Of course, the seats have a lot to do with the Fenway experience.  The seats in the Grandstand section where Mike and I sat are old wooden seats installed a long, long time ago, and not designed to fit the 21st century baseball fan.  These must easily be the most uncomfortable seats in all of baseball.  Aside from the sore posterior you are inevitably going to have after a Sox game, you are pretty much packed into the stadium like sardines, affording you the opportunity to get to know your fellow fan a little too well.  At one point I stood up in my seat and banged into the fellow sitting next to me.  I apologized, to which he laughed and slapped me on the back — he’s obviously been through this before.

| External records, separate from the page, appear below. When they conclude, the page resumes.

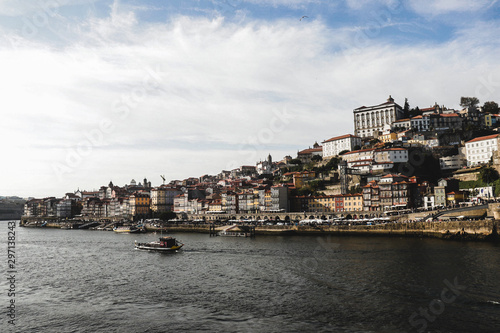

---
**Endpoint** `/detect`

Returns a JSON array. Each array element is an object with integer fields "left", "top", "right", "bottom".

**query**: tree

[
  {"left": 158, "top": 211, "right": 177, "bottom": 221},
  {"left": 479, "top": 167, "right": 500, "bottom": 184},
  {"left": 483, "top": 101, "right": 500, "bottom": 114},
  {"left": 408, "top": 106, "right": 422, "bottom": 118},
  {"left": 460, "top": 96, "right": 479, "bottom": 108}
]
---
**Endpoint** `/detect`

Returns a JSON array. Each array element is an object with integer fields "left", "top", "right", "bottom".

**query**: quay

[{"left": 16, "top": 220, "right": 500, "bottom": 242}]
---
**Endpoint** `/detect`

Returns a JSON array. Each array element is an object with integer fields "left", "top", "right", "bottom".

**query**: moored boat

[{"left": 135, "top": 236, "right": 184, "bottom": 252}]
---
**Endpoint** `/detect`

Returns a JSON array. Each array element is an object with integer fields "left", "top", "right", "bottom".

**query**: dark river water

[{"left": 0, "top": 221, "right": 500, "bottom": 332}]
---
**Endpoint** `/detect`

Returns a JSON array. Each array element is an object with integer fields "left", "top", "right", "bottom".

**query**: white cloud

[
  {"left": 410, "top": 0, "right": 497, "bottom": 16},
  {"left": 0, "top": 10, "right": 500, "bottom": 196}
]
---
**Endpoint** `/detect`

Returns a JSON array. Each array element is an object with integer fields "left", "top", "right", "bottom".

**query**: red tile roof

[
  {"left": 297, "top": 147, "right": 323, "bottom": 155},
  {"left": 322, "top": 134, "right": 360, "bottom": 143},
  {"left": 466, "top": 134, "right": 500, "bottom": 143}
]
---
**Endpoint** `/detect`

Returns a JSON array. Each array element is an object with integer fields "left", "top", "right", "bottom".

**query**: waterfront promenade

[{"left": 18, "top": 220, "right": 500, "bottom": 241}]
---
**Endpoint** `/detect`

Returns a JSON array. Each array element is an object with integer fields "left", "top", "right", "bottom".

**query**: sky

[{"left": 0, "top": 0, "right": 500, "bottom": 198}]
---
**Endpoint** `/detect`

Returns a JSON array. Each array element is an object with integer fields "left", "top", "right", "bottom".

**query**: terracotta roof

[
  {"left": 466, "top": 134, "right": 500, "bottom": 143},
  {"left": 297, "top": 147, "right": 323, "bottom": 155},
  {"left": 344, "top": 148, "right": 375, "bottom": 155},
  {"left": 322, "top": 134, "right": 360, "bottom": 143}
]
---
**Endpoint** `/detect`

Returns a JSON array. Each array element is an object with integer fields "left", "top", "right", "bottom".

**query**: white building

[
  {"left": 353, "top": 96, "right": 403, "bottom": 138},
  {"left": 391, "top": 118, "right": 411, "bottom": 131},
  {"left": 322, "top": 134, "right": 361, "bottom": 158},
  {"left": 439, "top": 154, "right": 467, "bottom": 170},
  {"left": 410, "top": 116, "right": 430, "bottom": 132},
  {"left": 465, "top": 134, "right": 500, "bottom": 166}
]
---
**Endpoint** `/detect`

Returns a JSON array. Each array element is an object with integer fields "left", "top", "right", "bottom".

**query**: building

[
  {"left": 342, "top": 148, "right": 408, "bottom": 173},
  {"left": 151, "top": 185, "right": 182, "bottom": 214},
  {"left": 322, "top": 134, "right": 361, "bottom": 158},
  {"left": 378, "top": 132, "right": 398, "bottom": 143},
  {"left": 465, "top": 134, "right": 500, "bottom": 166},
  {"left": 271, "top": 185, "right": 290, "bottom": 212},
  {"left": 297, "top": 142, "right": 323, "bottom": 164},
  {"left": 429, "top": 113, "right": 463, "bottom": 131},
  {"left": 410, "top": 116, "right": 430, "bottom": 132},
  {"left": 129, "top": 192, "right": 151, "bottom": 220},
  {"left": 363, "top": 174, "right": 421, "bottom": 211},
  {"left": 353, "top": 96, "right": 403, "bottom": 138},
  {"left": 391, "top": 118, "right": 411, "bottom": 132},
  {"left": 291, "top": 194, "right": 363, "bottom": 213}
]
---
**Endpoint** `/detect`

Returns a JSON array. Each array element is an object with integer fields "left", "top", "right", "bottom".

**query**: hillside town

[{"left": 24, "top": 96, "right": 500, "bottom": 221}]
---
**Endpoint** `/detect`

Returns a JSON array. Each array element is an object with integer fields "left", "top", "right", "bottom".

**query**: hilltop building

[
  {"left": 322, "top": 134, "right": 361, "bottom": 158},
  {"left": 353, "top": 96, "right": 403, "bottom": 138}
]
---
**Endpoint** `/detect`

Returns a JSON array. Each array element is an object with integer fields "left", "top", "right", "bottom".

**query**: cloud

[
  {"left": 0, "top": 7, "right": 500, "bottom": 196},
  {"left": 410, "top": 0, "right": 497, "bottom": 16}
]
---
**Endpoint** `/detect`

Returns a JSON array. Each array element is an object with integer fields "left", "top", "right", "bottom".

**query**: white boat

[{"left": 135, "top": 236, "right": 184, "bottom": 252}]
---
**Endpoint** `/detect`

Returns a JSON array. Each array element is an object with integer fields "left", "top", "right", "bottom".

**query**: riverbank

[
  {"left": 16, "top": 220, "right": 500, "bottom": 242},
  {"left": 163, "top": 221, "right": 500, "bottom": 241}
]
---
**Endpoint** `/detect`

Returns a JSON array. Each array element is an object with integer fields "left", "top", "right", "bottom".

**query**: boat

[
  {"left": 217, "top": 230, "right": 251, "bottom": 237},
  {"left": 217, "top": 224, "right": 252, "bottom": 237},
  {"left": 113, "top": 225, "right": 141, "bottom": 234},
  {"left": 135, "top": 236, "right": 184, "bottom": 252}
]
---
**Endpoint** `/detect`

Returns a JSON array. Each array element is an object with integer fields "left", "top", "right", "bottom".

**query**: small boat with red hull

[{"left": 135, "top": 236, "right": 184, "bottom": 252}]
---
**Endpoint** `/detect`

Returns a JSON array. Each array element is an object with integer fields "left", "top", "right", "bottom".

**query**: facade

[
  {"left": 271, "top": 185, "right": 289, "bottom": 212},
  {"left": 465, "top": 134, "right": 500, "bottom": 166},
  {"left": 353, "top": 96, "right": 403, "bottom": 138},
  {"left": 291, "top": 193, "right": 363, "bottom": 214},
  {"left": 342, "top": 148, "right": 408, "bottom": 173},
  {"left": 297, "top": 142, "right": 323, "bottom": 163},
  {"left": 322, "top": 134, "right": 361, "bottom": 158},
  {"left": 129, "top": 192, "right": 151, "bottom": 220},
  {"left": 439, "top": 154, "right": 467, "bottom": 171},
  {"left": 410, "top": 116, "right": 430, "bottom": 132},
  {"left": 391, "top": 118, "right": 411, "bottom": 132},
  {"left": 378, "top": 132, "right": 398, "bottom": 143},
  {"left": 151, "top": 186, "right": 182, "bottom": 214}
]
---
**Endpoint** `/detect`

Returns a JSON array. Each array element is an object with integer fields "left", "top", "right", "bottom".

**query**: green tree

[
  {"left": 158, "top": 211, "right": 177, "bottom": 221},
  {"left": 403, "top": 98, "right": 410, "bottom": 118},
  {"left": 460, "top": 96, "right": 479, "bottom": 108},
  {"left": 483, "top": 101, "right": 500, "bottom": 114},
  {"left": 311, "top": 155, "right": 323, "bottom": 162}
]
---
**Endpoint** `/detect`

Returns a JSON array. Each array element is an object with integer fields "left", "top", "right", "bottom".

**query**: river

[{"left": 0, "top": 221, "right": 500, "bottom": 332}]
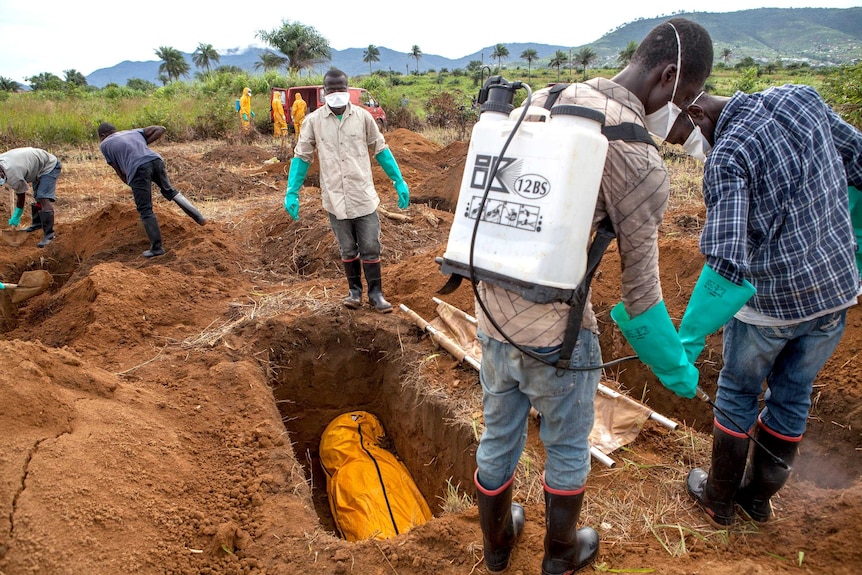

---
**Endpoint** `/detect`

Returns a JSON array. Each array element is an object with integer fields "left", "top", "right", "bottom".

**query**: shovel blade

[
  {"left": 12, "top": 272, "right": 54, "bottom": 303},
  {"left": 0, "top": 228, "right": 27, "bottom": 247}
]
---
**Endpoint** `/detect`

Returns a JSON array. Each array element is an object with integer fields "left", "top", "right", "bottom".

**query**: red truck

[{"left": 269, "top": 86, "right": 386, "bottom": 134}]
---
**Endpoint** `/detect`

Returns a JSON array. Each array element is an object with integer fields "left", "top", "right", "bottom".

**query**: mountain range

[{"left": 86, "top": 7, "right": 862, "bottom": 88}]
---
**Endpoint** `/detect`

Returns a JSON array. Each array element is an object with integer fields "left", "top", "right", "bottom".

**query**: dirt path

[{"left": 0, "top": 130, "right": 862, "bottom": 575}]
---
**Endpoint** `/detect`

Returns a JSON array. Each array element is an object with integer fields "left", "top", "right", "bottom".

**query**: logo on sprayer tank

[
  {"left": 512, "top": 174, "right": 551, "bottom": 200},
  {"left": 470, "top": 155, "right": 551, "bottom": 200},
  {"left": 464, "top": 155, "right": 551, "bottom": 232}
]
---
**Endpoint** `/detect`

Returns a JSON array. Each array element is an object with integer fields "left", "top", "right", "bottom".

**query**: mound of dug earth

[{"left": 0, "top": 130, "right": 862, "bottom": 575}]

While the game itself wasn’t a marquee match-up, the Sox were on a hot streak going towards September and creeping up on the division leading Yankees, and the fans were into the game.  The knuckleballer, Tim Wakefield was pitching for the Sox against Wilfredo Ledezma.  With Wakefield’s knuckleball consistently hitting 65 mph on the radar gun, it was amazing to see the Detroit hitters continue to take huge swings-and-misses, looking completely baffled.  These were easily the worst looking swings I’d seen since watching Randy Johnson make the Arizona Diamondbacks look silly over five years before.  The only offense the tigers could muster was a lazy fly-ball homerun over the green monster by Craig Monroe in the top of the 5th, one of 3 hits and 7 strikeouts the Tigers put up against Wakefield.

Meanwhile, the Red Sox scored 4 in the bottom of the 5th with a 2-out rally and RBI singles by Manny Ramirez, David Ortiz and Kevin Millar.  In the 7th, Mark Bellhorn popped a 2-run homer to right scoring Johnny Damon, and the Red Sox swept the series with a 6-1 win.

Between the cramped conditions, high ticket prices and obstructed views, their are a lot of reasons not to like Fenway Park, but what I found was that their are so many more reasons to love Fenway.  Its a true classic and an ageless beauty.